Vacina HPV: mitos e preconceitos provocam sua subutilização



 O apoio parental para crianças de 11 e 12 anos de idade vacinadas contra o HPV tem sido muito pequeno


Quando os pais são informados de uma vacina que pode prevenir futuros cânceres em seus filhos, eles aproveitam a chance de protegê-los? Certo? Infelizmente, esse não é o caso de uma vacina que previne infecções com o vírus do papiloma humano, causador de câncer ou HPV. A vacina, que tem sua melhor indicação aos 11-12 anos, é atualmente a imunização mais subutilizada disponível para crianças e adolescentes.
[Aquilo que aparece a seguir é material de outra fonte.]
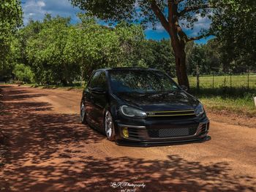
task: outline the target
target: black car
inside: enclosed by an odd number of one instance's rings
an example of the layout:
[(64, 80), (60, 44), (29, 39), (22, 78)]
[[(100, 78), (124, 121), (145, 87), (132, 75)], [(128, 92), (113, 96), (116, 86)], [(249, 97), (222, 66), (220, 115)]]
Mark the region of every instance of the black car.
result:
[(167, 74), (151, 69), (94, 71), (83, 93), (80, 118), (118, 145), (149, 146), (210, 138), (202, 104)]

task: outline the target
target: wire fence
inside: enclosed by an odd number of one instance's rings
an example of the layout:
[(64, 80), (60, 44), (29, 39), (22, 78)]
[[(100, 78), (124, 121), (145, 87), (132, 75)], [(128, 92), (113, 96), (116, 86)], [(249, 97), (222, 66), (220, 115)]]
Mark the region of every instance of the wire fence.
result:
[(189, 77), (191, 87), (194, 88), (256, 88), (256, 74), (218, 74)]

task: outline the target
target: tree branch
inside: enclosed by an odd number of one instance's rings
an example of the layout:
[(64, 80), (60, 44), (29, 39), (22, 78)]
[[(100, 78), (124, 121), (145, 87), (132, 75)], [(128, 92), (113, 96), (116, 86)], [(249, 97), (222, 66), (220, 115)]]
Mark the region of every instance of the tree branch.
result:
[(199, 40), (199, 39), (204, 38), (204, 37), (206, 37), (211, 34), (210, 32), (208, 32), (207, 34), (201, 34), (201, 35), (197, 36), (197, 37), (187, 38), (187, 42), (191, 42), (191, 41)]
[(196, 11), (202, 9), (207, 9), (207, 8), (214, 8), (214, 7), (209, 5), (209, 4), (201, 4), (199, 6), (192, 6), (189, 7), (185, 7), (183, 10), (181, 10), (180, 12), (178, 13), (178, 16), (182, 16), (187, 12), (192, 12), (192, 11)]
[(168, 21), (166, 20), (165, 15), (162, 12), (159, 7), (157, 6), (156, 1), (151, 1), (151, 9), (160, 20), (161, 24), (165, 29), (170, 34), (170, 25)]

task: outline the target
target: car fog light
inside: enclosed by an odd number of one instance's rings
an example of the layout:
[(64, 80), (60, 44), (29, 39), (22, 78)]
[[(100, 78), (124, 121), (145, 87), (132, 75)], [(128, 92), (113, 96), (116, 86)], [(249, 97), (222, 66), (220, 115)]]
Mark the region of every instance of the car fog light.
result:
[(128, 128), (127, 128), (127, 127), (123, 128), (123, 135), (126, 138), (129, 137)]

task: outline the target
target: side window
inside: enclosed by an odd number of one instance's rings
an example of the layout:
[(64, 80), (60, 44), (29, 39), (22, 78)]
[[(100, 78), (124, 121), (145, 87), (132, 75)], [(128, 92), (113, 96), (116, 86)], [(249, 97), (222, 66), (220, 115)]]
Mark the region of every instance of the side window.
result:
[(105, 72), (101, 72), (98, 81), (97, 81), (97, 88), (102, 88), (103, 90), (108, 90), (108, 82), (107, 82), (107, 77)]
[(100, 74), (100, 72), (97, 72), (94, 73), (94, 76), (91, 77), (90, 81), (90, 84), (89, 86), (90, 88), (95, 88), (97, 87), (97, 80), (99, 74)]

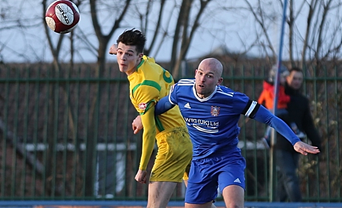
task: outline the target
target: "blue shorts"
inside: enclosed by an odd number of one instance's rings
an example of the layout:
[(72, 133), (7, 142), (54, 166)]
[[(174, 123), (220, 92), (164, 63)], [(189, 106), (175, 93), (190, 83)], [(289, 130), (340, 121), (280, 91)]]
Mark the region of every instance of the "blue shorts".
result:
[(185, 193), (185, 202), (201, 204), (212, 201), (226, 187), (245, 188), (246, 161), (237, 147), (228, 152), (192, 160)]

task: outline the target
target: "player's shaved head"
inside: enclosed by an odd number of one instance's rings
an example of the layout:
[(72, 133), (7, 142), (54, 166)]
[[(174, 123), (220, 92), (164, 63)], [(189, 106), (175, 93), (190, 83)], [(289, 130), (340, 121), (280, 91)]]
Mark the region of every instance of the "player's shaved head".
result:
[(202, 60), (198, 65), (198, 68), (201, 68), (202, 66), (210, 68), (214, 72), (216, 78), (222, 76), (223, 66), (219, 61), (214, 58), (208, 58)]
[(200, 98), (210, 96), (221, 84), (223, 70), (221, 62), (214, 58), (201, 62), (195, 74), (196, 92)]

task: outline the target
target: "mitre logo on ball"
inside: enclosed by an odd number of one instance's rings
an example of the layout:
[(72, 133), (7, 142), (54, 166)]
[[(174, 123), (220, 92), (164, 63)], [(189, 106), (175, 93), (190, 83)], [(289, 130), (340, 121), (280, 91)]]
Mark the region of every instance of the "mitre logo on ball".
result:
[(46, 9), (45, 20), (54, 32), (67, 33), (75, 29), (80, 21), (80, 12), (76, 5), (68, 0), (58, 0)]

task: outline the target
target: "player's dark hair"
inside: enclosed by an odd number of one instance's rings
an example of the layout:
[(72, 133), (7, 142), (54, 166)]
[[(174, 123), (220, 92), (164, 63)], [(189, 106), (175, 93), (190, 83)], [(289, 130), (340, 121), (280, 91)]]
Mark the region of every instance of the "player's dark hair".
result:
[(143, 53), (146, 42), (146, 38), (141, 31), (133, 28), (131, 30), (125, 30), (119, 36), (116, 42), (119, 44), (120, 42), (126, 45), (135, 46), (138, 53)]

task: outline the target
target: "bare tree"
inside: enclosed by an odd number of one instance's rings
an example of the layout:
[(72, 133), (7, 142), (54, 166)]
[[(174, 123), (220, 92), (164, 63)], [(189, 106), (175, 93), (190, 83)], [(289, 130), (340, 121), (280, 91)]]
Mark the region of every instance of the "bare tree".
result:
[[(99, 21), (98, 16), (99, 13), (101, 12), (98, 9), (99, 4), (103, 3), (103, 2), (99, 0), (89, 0), (90, 6), (90, 14), (91, 16), (91, 20), (92, 21), (93, 26), (95, 30), (96, 37), (97, 38), (99, 42), (99, 46), (97, 49), (97, 61), (96, 62), (96, 69), (95, 72), (95, 76), (96, 77), (103, 77), (104, 72), (105, 71), (105, 63), (106, 63), (106, 54), (107, 53), (108, 43), (111, 38), (114, 32), (119, 28), (120, 26), (120, 23), (122, 21), (124, 17), (126, 14), (126, 12), (129, 6), (130, 0), (126, 0), (123, 2), (123, 6), (120, 10), (116, 10), (115, 12), (118, 12), (118, 18), (115, 20), (111, 28), (109, 29), (109, 32), (107, 34), (105, 34), (103, 31), (103, 28), (102, 28)], [(120, 5), (119, 2), (117, 3)], [(101, 97), (101, 93), (102, 91), (100, 89), (100, 85), (99, 83), (97, 84), (95, 86), (95, 91), (97, 92), (97, 95), (93, 98), (90, 111), (89, 112), (89, 122), (88, 124), (89, 133), (88, 138), (86, 140), (87, 146), (87, 154), (86, 156), (86, 160), (87, 163), (86, 167), (86, 184), (87, 186), (87, 188), (86, 189), (86, 195), (87, 196), (91, 196), (93, 194), (94, 190), (94, 168), (96, 166), (96, 164), (93, 164), (91, 161), (94, 161), (93, 158), (96, 156), (96, 146), (97, 141), (95, 140), (97, 136), (95, 135), (95, 124), (97, 121), (96, 120), (96, 115), (98, 111), (98, 100), (99, 97)]]

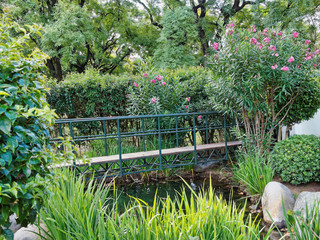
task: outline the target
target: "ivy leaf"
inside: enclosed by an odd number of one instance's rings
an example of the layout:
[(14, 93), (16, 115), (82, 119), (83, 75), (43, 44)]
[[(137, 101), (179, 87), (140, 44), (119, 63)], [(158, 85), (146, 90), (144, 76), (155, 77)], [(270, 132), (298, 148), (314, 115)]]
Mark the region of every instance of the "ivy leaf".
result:
[(0, 116), (0, 131), (9, 134), (11, 130), (11, 121), (6, 116)]
[(18, 140), (15, 137), (8, 138), (7, 146), (12, 150), (12, 152), (15, 151), (18, 145), (19, 145)]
O HPV é, de longe, a infecção sexual de transmissão mais comum, nos Estados Unidos, e quase todas as pessoas sexualmente ativas são infectadas em algum momento da vida. O vírus em uma ou outra das suas variantes causa mais de 90% dos cânceres cervicais, bem como a maioria dos cânceres da vulva, da vagina, do ânus, do pênis e da orofaringe, que inclui a parte de trás da garganta, a base da língua e as amígdalas. Também causa verrugas genitais.

Todos os anos, segundo os relatórios do Centro de Controle e Prevenção de Doenças, cerca de 14 milhões de americanos são infectados com o HPV, a maioria de adolescentes ou de adultos jovens. O câncer causado pelo HPV é diagnosticado em cerca de 17.600 mulheres e 9.300 homens.

Mas no EUA, desde 2014, apenas 40% das meninas e 21% dos meninos de 13-17 anos receberam as três doses da vacina contra o HPV, enquanto 88% dos meninos e meninas haviam sido vacinados contra o tétano-difteria-coqueluche e 79% tinham recebido a vacina meningocócica.

No Brasil

Segundo o INCA, a infecção genital, causada pelo HPV, é muito frequente e não causa doença na maioria das vezes. Entretanto, em alguns casos, podem ocorrer alterações celulares que poderão evoluir para o câncer. Estas alterações das células são descobertas facilmente no exame preventivo (conhecido também como Papanicolaou) e são curáveis na quase totalidade dos casos. Por isso é importante a  realização periódica deste exame.

É o terceiro tumor mais frequente na população feminina, atrás do câncer de mama e do colorretal, e a quarta causa de morte de mulheres por câncer no Brasil. Prova de que o país avançou na sua capacidade de realizar diagnóstico precoce é que na década de 1990, 70% dos casos diagnosticados eram da doença invasiva, ou seja, o estágio mais agressivo da doença. Atualmente 44% dos casos são de lesão precursora do câncer, chamada in situ. Esse tipo de lesão é localizada.  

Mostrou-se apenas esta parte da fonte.